By Junior Johnson
In 1868 the very first observed Memorial Day took place. This was done by a proclamation by General John Logan. He served in the Mexican-American War and later with the Union Army.
This Memorial Day was to celebrate the sacrifices of Civil War Veterans, both Union and Confederate. More than 20,000 graves from both sides were decorated in their honor.
Over the years this special day honored all who died in American Wars, as well as veterans who served and are currently serving in the military.
I pray that there will come a time when we will not have to bury fallen heroes who gave their lives to protect us.
Many years ago I had the honor of visiting Arlington National Cemetery. Looking out over that sea of white crosses was a very somber and humbling experience for me.
Our Country has had some of its finest men and women shed their blood and lose their lives on foreign soil. They made the ultimate sacrifice to make our world a safer place to live in.
My Father, Harvis Johnson Sr., proudly served under General Patton during World War II. He was a young and innocent boy when he finished his training in Biloxi, Mississippi and traveled overseas to serve his Country.

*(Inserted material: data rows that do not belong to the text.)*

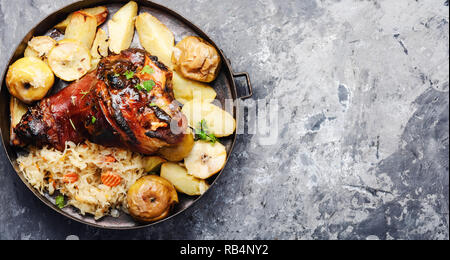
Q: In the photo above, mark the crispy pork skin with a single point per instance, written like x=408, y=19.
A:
x=127, y=102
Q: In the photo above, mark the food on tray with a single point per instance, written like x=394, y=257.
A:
x=196, y=59
x=100, y=143
x=151, y=198
x=182, y=181
x=100, y=13
x=39, y=47
x=29, y=79
x=46, y=167
x=121, y=27
x=186, y=90
x=206, y=159
x=155, y=37
x=180, y=151
x=82, y=28
x=152, y=163
x=109, y=107
x=99, y=48
x=17, y=110
x=69, y=59
x=218, y=122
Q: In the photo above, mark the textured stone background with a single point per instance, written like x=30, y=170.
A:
x=362, y=151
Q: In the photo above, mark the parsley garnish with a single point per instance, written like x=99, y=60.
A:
x=129, y=74
x=146, y=85
x=84, y=93
x=202, y=133
x=147, y=70
x=74, y=128
x=59, y=201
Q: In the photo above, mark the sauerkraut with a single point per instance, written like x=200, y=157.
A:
x=46, y=167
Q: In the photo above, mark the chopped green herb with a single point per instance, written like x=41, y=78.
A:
x=59, y=201
x=74, y=128
x=202, y=133
x=147, y=70
x=146, y=85
x=84, y=93
x=129, y=74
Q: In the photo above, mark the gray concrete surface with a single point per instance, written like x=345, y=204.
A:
x=362, y=149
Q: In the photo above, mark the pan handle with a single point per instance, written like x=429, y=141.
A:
x=249, y=84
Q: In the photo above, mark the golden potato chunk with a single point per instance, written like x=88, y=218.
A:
x=180, y=151
x=70, y=60
x=196, y=59
x=99, y=48
x=182, y=181
x=82, y=27
x=100, y=13
x=218, y=122
x=186, y=90
x=151, y=198
x=155, y=37
x=206, y=159
x=121, y=27
x=39, y=47
x=29, y=79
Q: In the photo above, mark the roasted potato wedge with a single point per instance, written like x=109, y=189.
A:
x=29, y=79
x=99, y=48
x=39, y=47
x=196, y=59
x=155, y=37
x=182, y=181
x=152, y=163
x=218, y=122
x=121, y=27
x=100, y=13
x=82, y=27
x=151, y=198
x=206, y=159
x=186, y=90
x=17, y=109
x=70, y=60
x=180, y=151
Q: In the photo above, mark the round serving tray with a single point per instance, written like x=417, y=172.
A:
x=224, y=85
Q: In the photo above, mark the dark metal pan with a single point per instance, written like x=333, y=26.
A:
x=224, y=85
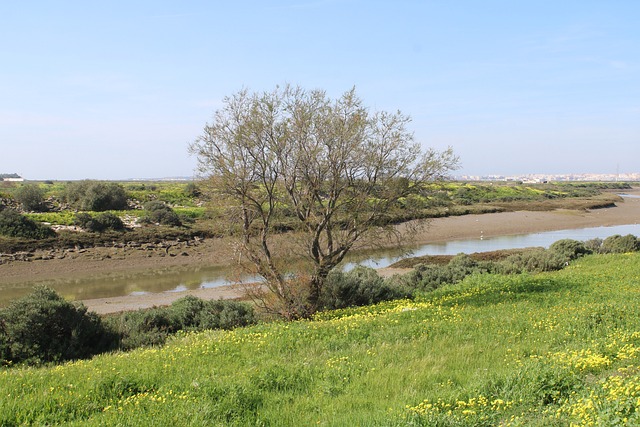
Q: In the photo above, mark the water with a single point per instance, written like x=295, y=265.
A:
x=182, y=279
x=544, y=239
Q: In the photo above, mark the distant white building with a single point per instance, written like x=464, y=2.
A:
x=11, y=177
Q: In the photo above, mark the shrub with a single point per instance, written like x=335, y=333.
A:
x=99, y=223
x=358, y=287
x=151, y=327
x=192, y=190
x=95, y=196
x=533, y=261
x=13, y=224
x=31, y=197
x=570, y=249
x=620, y=244
x=142, y=327
x=225, y=315
x=158, y=212
x=427, y=277
x=43, y=327
x=593, y=245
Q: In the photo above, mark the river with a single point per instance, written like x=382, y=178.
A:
x=182, y=279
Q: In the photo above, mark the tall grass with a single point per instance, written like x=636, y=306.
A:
x=535, y=350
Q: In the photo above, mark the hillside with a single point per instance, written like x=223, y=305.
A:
x=534, y=350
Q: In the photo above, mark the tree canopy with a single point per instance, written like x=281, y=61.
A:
x=336, y=168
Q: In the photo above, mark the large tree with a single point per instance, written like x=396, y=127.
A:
x=336, y=168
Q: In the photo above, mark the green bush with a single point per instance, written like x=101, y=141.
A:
x=141, y=328
x=151, y=327
x=533, y=261
x=43, y=327
x=13, y=224
x=160, y=213
x=31, y=197
x=570, y=249
x=358, y=287
x=95, y=196
x=99, y=223
x=427, y=277
x=192, y=190
x=620, y=244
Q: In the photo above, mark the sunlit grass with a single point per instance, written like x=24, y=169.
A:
x=537, y=350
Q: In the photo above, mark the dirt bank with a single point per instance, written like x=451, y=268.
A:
x=102, y=261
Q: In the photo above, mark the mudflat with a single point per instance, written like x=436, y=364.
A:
x=211, y=252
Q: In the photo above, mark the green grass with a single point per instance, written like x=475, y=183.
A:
x=532, y=350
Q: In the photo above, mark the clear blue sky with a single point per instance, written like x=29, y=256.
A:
x=118, y=89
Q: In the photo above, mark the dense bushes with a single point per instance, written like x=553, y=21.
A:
x=43, y=327
x=95, y=196
x=31, y=197
x=99, y=223
x=358, y=287
x=154, y=326
x=160, y=213
x=13, y=224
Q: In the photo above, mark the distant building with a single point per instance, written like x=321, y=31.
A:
x=11, y=177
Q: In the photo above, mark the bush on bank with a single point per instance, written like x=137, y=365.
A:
x=95, y=196
x=43, y=327
x=14, y=224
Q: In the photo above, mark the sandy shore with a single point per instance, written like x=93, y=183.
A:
x=103, y=261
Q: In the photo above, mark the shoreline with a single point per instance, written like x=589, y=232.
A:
x=219, y=252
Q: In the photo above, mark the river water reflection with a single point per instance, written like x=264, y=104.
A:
x=181, y=279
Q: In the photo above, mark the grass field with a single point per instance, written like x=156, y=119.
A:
x=553, y=349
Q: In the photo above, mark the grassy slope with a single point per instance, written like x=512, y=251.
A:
x=523, y=350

Although his life was spared in that terrible War, he carried its memories the rest of his life.
I never served in the military, but had several of my high school classmates who did. Pictured at the top of this column is my dear friend Billy Spillman relaxing between combat missions while serving in Vietnam. Pictured at the bottom is my father Harvis Johnson Sr.
I make it a point to shake the hand of a person in uniform when I can and I encourage you to do the same. It means a lot to them to know that we care.
Give thanks to all who died and served our Country on their special day. We would not be able to enjoy the freedom that we have today where it not for their unselfish sacrifices.